Eu não desgosto do dr. Rio. Gostei dele quando foi presidente da Câmara do Porto. Pôs ordem nas contas da autarquia, que eram uma miséria. Não cedeu à chantagem do lóbi “cultural” para gastar os recursos dos contribuintes em “projectos” de interesse duvidoso. Numa cidade pequena como é o Porto, onde toda a gente se conhece ainda, isso pode ser ainda mais difícil do que em Lisboa. Também não cedeu na intervenção sobre os bairros sociais, apesar dos ataques que isso lhe trouxe da parte da esquerda radical, que adora guetos. E, sobretudo, não teve medo de enfrentar o todo-poderoso Jorge Nuno Pinto da Costa e o Futebol Clube do Porto, quando fechou as portas dos Paços do Concelho aos festejos do clube e fez questão de acabar com a promiscuidade entre política e futebol que, em Portugal, substituiu a velha aliança entre o poder e a sotaina. Ao contrário do que muitos vaticinavam ou temiam, isso não lhe custou o apoio popular: depois da primeira eleição, ganhou mais duas.
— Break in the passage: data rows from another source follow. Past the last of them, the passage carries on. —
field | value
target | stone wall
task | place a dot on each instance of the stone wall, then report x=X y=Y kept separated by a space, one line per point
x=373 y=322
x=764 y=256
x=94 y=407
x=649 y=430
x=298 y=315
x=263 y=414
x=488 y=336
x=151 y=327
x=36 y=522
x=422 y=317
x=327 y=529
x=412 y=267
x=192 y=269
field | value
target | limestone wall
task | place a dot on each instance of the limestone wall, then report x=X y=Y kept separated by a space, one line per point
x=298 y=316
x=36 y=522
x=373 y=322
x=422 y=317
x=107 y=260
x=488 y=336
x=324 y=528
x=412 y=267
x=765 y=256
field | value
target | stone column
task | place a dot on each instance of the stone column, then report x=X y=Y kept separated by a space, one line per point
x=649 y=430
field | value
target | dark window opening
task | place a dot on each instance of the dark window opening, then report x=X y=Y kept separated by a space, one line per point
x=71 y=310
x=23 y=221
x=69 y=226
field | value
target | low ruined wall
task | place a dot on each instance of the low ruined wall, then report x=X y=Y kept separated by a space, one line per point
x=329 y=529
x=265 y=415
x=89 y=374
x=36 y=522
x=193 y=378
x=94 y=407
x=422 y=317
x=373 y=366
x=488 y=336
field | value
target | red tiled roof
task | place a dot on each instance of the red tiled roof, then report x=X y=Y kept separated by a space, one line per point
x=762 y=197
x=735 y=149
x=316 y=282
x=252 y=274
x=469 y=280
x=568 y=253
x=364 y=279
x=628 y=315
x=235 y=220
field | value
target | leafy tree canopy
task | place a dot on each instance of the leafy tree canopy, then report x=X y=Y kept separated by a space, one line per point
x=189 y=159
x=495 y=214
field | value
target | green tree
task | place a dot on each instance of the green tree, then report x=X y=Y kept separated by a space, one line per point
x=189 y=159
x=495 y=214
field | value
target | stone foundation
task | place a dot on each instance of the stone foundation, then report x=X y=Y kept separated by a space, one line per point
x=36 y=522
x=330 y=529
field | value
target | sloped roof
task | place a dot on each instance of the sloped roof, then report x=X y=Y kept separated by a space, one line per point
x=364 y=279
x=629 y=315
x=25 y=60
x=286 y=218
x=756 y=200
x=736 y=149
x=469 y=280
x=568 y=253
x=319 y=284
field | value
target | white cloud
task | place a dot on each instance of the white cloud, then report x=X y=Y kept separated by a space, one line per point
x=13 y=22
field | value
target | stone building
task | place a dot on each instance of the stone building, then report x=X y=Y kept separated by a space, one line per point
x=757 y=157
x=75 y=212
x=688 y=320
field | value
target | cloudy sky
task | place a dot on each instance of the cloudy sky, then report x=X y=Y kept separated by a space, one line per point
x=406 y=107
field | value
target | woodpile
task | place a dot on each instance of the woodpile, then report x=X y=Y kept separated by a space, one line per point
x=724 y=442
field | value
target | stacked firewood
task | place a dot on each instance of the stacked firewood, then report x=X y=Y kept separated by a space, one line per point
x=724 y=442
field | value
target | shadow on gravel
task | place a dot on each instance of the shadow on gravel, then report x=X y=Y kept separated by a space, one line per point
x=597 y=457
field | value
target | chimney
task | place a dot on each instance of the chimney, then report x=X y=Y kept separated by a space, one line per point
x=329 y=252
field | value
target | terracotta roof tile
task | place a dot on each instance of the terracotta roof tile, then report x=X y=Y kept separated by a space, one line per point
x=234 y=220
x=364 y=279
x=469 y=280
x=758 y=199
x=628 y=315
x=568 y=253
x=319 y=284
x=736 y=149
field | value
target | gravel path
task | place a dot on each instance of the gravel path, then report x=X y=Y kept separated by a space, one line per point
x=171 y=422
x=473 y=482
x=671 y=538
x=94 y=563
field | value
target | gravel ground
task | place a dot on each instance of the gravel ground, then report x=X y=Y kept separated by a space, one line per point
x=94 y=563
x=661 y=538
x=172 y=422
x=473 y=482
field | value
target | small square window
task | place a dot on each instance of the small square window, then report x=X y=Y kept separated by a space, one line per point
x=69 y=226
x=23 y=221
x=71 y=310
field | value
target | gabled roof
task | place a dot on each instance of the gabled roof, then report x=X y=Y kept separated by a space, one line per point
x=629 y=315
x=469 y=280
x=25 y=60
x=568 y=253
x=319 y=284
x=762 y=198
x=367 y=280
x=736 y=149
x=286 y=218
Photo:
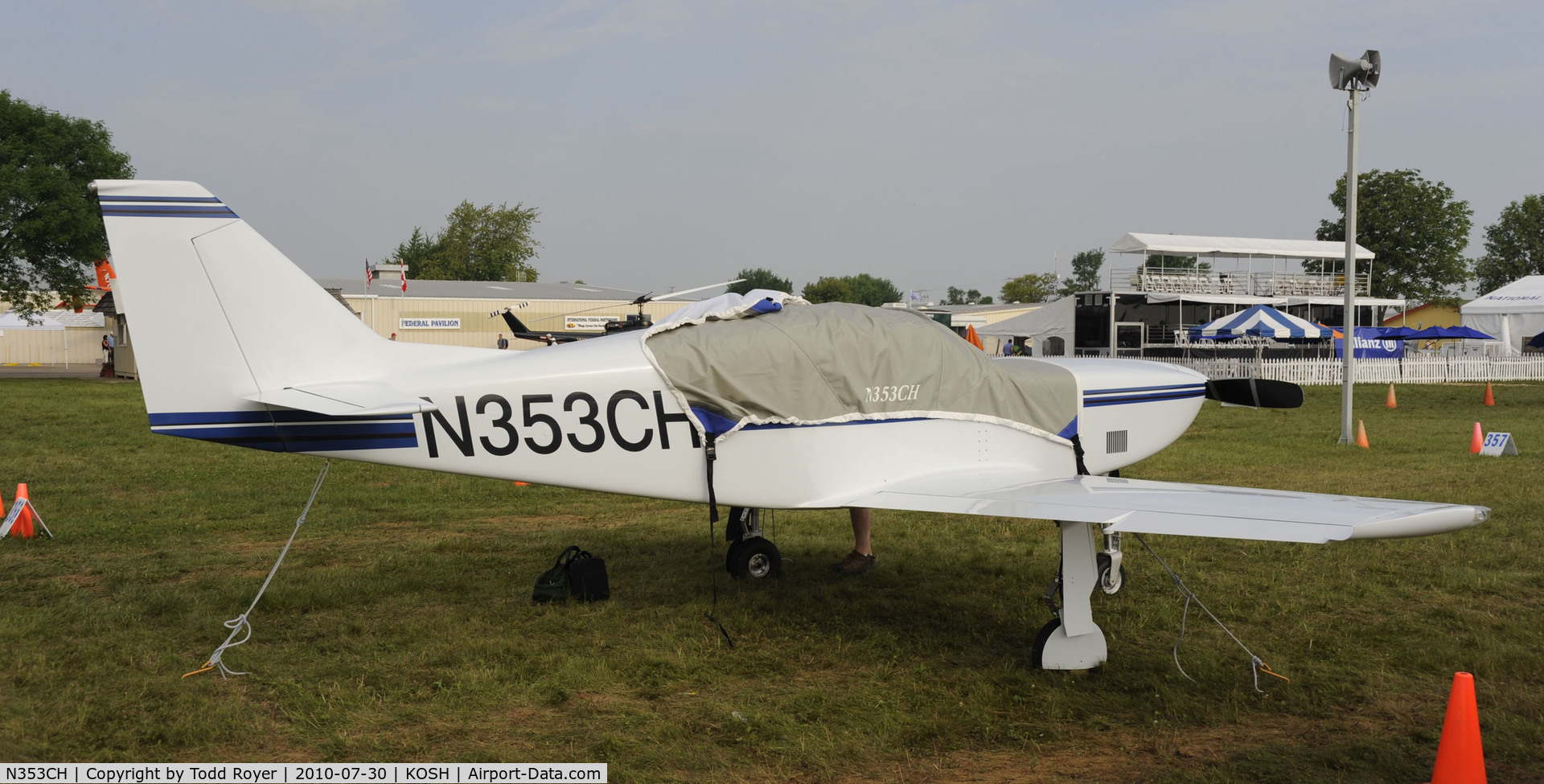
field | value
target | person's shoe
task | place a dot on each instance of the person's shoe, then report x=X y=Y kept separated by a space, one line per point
x=854 y=564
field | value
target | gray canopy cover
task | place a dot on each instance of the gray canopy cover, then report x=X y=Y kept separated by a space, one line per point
x=832 y=363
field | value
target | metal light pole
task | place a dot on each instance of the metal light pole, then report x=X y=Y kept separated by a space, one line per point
x=1353 y=76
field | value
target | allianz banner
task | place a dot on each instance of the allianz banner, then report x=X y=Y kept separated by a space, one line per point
x=1370 y=347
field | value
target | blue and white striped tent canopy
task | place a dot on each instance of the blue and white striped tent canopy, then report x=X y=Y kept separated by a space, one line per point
x=1263 y=322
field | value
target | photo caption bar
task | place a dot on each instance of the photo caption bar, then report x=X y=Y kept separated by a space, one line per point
x=306 y=772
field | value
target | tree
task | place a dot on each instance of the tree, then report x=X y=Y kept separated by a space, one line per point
x=963 y=298
x=828 y=290
x=862 y=289
x=50 y=223
x=1030 y=287
x=478 y=244
x=1415 y=228
x=760 y=278
x=1084 y=272
x=1513 y=246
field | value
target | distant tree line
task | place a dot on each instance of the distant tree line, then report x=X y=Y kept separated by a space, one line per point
x=51 y=232
x=478 y=244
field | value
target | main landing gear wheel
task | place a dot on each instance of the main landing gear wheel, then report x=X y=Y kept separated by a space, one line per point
x=1109 y=582
x=754 y=559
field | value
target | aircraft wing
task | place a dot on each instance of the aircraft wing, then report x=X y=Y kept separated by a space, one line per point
x=1177 y=508
x=345 y=399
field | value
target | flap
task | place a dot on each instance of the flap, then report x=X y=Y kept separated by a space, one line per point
x=347 y=399
x=1177 y=508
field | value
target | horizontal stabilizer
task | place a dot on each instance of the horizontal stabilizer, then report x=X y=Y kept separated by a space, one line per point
x=347 y=399
x=1177 y=508
x=1255 y=392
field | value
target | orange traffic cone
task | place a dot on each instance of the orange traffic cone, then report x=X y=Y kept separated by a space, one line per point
x=1461 y=760
x=23 y=522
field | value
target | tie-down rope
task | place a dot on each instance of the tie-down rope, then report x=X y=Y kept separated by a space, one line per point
x=1255 y=664
x=240 y=624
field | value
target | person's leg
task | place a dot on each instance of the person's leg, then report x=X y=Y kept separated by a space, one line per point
x=862 y=523
x=862 y=556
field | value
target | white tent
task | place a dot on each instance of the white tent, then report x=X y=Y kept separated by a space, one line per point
x=1053 y=320
x=1515 y=312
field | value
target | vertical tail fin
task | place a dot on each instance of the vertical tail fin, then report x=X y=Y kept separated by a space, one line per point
x=220 y=320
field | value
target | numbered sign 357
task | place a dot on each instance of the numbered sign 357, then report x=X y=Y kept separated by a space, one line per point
x=1498 y=443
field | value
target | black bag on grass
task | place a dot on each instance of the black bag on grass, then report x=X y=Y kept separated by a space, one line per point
x=587 y=577
x=553 y=584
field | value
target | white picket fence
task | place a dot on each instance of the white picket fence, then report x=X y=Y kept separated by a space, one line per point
x=1407 y=371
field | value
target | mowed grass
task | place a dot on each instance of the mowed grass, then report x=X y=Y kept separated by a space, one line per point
x=400 y=626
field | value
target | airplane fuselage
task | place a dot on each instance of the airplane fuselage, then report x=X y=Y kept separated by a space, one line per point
x=597 y=416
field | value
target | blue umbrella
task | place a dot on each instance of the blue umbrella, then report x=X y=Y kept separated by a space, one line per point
x=1448 y=334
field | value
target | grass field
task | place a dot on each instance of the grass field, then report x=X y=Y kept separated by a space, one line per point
x=400 y=626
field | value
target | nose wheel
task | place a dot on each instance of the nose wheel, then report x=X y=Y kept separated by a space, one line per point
x=754 y=559
x=751 y=554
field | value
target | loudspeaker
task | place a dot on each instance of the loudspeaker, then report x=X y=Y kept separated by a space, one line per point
x=1344 y=72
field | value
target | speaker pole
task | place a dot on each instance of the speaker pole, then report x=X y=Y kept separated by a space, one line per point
x=1349 y=323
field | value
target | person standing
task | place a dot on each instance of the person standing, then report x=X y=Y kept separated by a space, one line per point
x=862 y=556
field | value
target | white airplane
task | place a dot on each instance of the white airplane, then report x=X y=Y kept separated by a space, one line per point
x=765 y=403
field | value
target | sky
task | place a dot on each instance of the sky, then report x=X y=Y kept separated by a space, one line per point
x=672 y=144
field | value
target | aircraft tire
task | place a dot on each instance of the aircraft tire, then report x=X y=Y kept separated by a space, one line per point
x=1104 y=574
x=755 y=559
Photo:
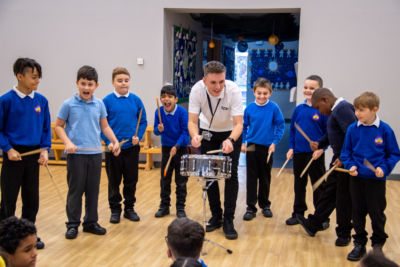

Mas agora parece que o homem não aprendeu nada com a sua própria biografia. Desde o princípio que o dr. Rio estava condenado a perder as eleições de 2019: o diabo tarda e os portugueses têm muita vontade de acreditar no dr. Costa. Nunca o PSD poderia ganhar estas eleições, fosse quem fosse o seu líder, e as afirmações em contrário servem apenas o combate partidário. Mas há muitas maneiras de perder e ele escolheu a pior: perder com ar de quem está a tentar sobreviver. Não se pedia que fizesse como os samurais e perdesse morrendo. Mas podia perder com “dignidade”, como se costuma dizer. Sem pedir nada. Sem ceder nada. Ninguém lhe pedia que viesse para a rua queimar carros. Chegava esclarecer o que pensa sobre minudências como a natureza do SNS, as 35 horas da função pública, a troca do investimento público por salários, o destino da TAP e da CP, as subidas dos impostos indirectos. E, já agora, não ter ido a correr cumprimentar o dr. Costa nem fazer de conta que os anos da troika não eram nada com o partido dele. É que não serve de nada ganhar eleitores ao centro se, para isso, alienar os que nem em 2015 arredaram pé. São esses que dão identidade ao partido.
O dr. Rio diz que é social-democrata e que não é de direita. É facto que a social-democracia nunca foi de direita. O problema do dr. Rio é que o povo do PSD também nunca foi social-democrata. O PSD proclamou-se social-democrata para salvar a pele a seguir à revolução, numa altura em que o CDS era perseguido à pedrada (e a tiro) por ser “fascista”. Alguns dirigentes do partido, vindos da oposição democrática não comunista e até do velho reviralho republicano, podem ter levado a sério a profissão de fé. Mas os militantes, as famosas “bases”, não. Santana Lopes sabia bem o que dizia quando falava no PPD/PSD, com ênfase no PPD: Partido Popular Democrático. Porque é isso mesmo que o PSD foi sempre: um grande partido popular, inter-classista, ligado às classes médias, avesso às ideologias. Enfim: um partido da direita liberal.
É difícil não falar do dr. Rio por estes dias. E é difícil não ter pena dele. Vir de tão longe para tão pouco.